CAMP ZEIST, Netherlands — Defense lawyers demanded full access to a batch of classified CIA cables as the trial of two Libyans accused of bombing Pan Am Flight 103 resumed Tuesday following a three-week summer recess.
But Scotland's chief prosecutor insisted that information censored from the cables was not relevant to the 1988 bombing over Lockerbie, Scotland, that killed 270 people, including 189 Americans.
"The United States considers all of this material highly confidential," said Lord Advocate Colin Boyd. He added that Scottish prosecutors were shown the full text last June "in conditions where copies could not be made and would not be allowed."
Boyd said the deleted text referred to CIA agents' real and code names, as well as locations and methods of intelligence gathering.
The 25 cables, dated Aug. 10, 1988, to Aug. 31, 1989, were sent to Washington by CIA agents who interviewed a Libyan spy who has since defected to the United States.
The defector, identified as Abdul Majid Giaka, walked into the U.S. Embassy in Malta in August 1988 — four months before the Lockerbie bombing — and offered his services to the CIA, Boyd said.
The defector is expected to take the stand this week as a key witness. He lives in the United States under the federal witness protection program and has asked to be hidden from the court by screens and electronic voice distortion.
Bill Taylor, a Scottish attorney for Abdel Basset Ali al-Megrahi, showed the court copies of the documents as provided to the defense. Large segments were blacked out.
"It is vital to the securing of a fair trial for these accused that the defense is not disadvantaged vis-a-vis the crown when Giaka is cross-examined," the attorney said. "I emphatically do not accept that what lies behind that blanked-out sections is of no interest to a cross-examiner."
Giaka reportedly saw one of the defendants place the suitcase containing the bomb on an airport conveyor belt in Malta, where all three worked for Libyan Arab Airlines allegedly as cover for their espionage activities.
According to the indictment, the defendants sent the suitcase bomb onto a flight from the Mediterranean island to Frankfurt, Germany, where it was transferred as unaccompanied luggage onto a feeder flight connecting with Flight 103 in London.

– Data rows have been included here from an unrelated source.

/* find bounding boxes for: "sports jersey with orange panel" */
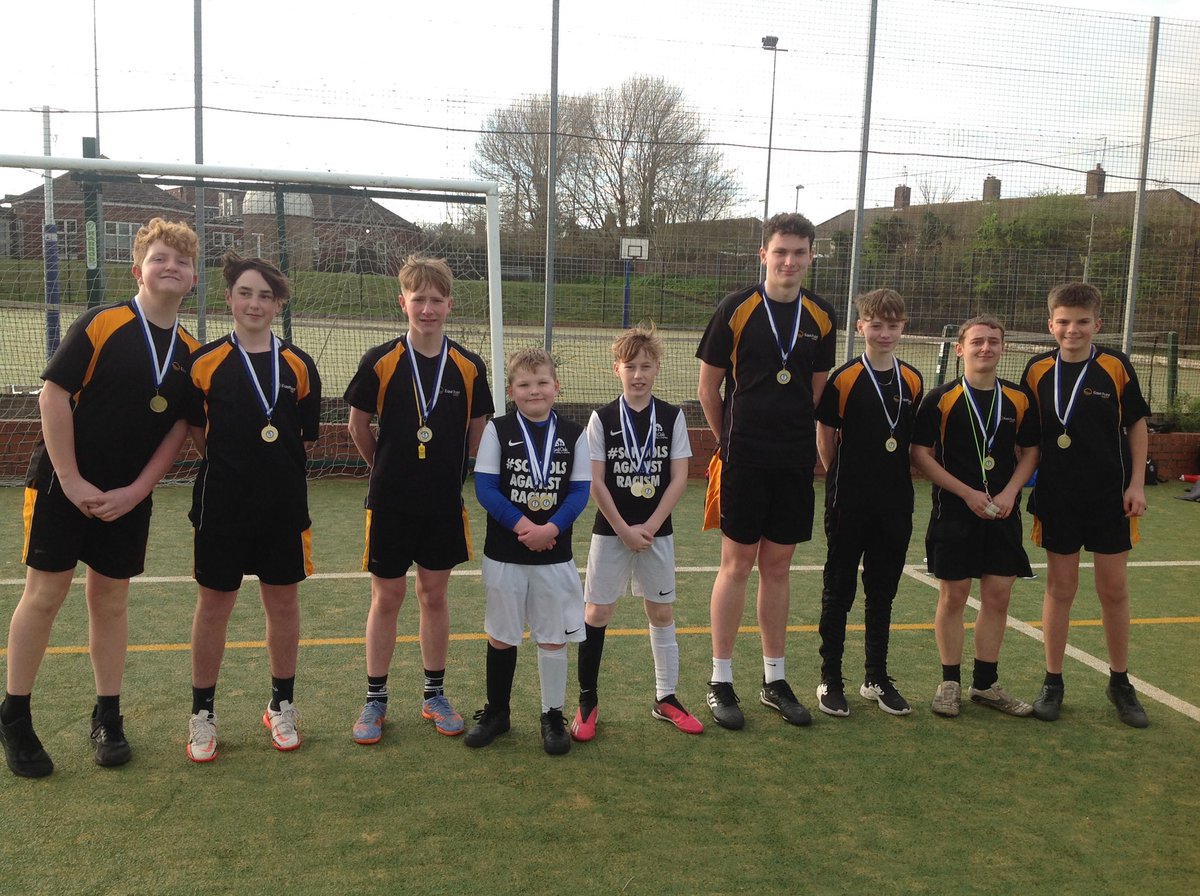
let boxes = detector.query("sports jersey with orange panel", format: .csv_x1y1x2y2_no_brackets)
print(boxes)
187,335,321,532
344,336,493,516
815,356,923,512
1022,346,1149,520
911,377,1039,519
587,397,692,537
26,298,200,492
696,284,836,468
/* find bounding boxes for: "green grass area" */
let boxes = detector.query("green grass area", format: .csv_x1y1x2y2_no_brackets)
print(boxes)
0,478,1197,895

Giaka is considered the closest the prosecutors have to a witness who can directly link the defendants to the crime.
After the court recessed on July 27, Scottish legal experts said the case had been meticulously assembled from reams of forensic evidence compiled during an 11-year international investigation and did not hinge on one or two eyewitnesses.
Prosecutors expect to wrap up their evidence in September, handing the floor to the defense lawyers, whose case is expected to last several months.
The trial began May 3 at a special Scottish courthouse on this former U.S. air base in the Netherlands.
Al-Megrahi and co-defendant Lamen Khalifa Fhimah face up to life in a Scottish prison if convicted on charges of murder, conspiracy to murder and contravention of the British Aviation Security Act in the downing of Flight 103 on Dec. 21, 1988.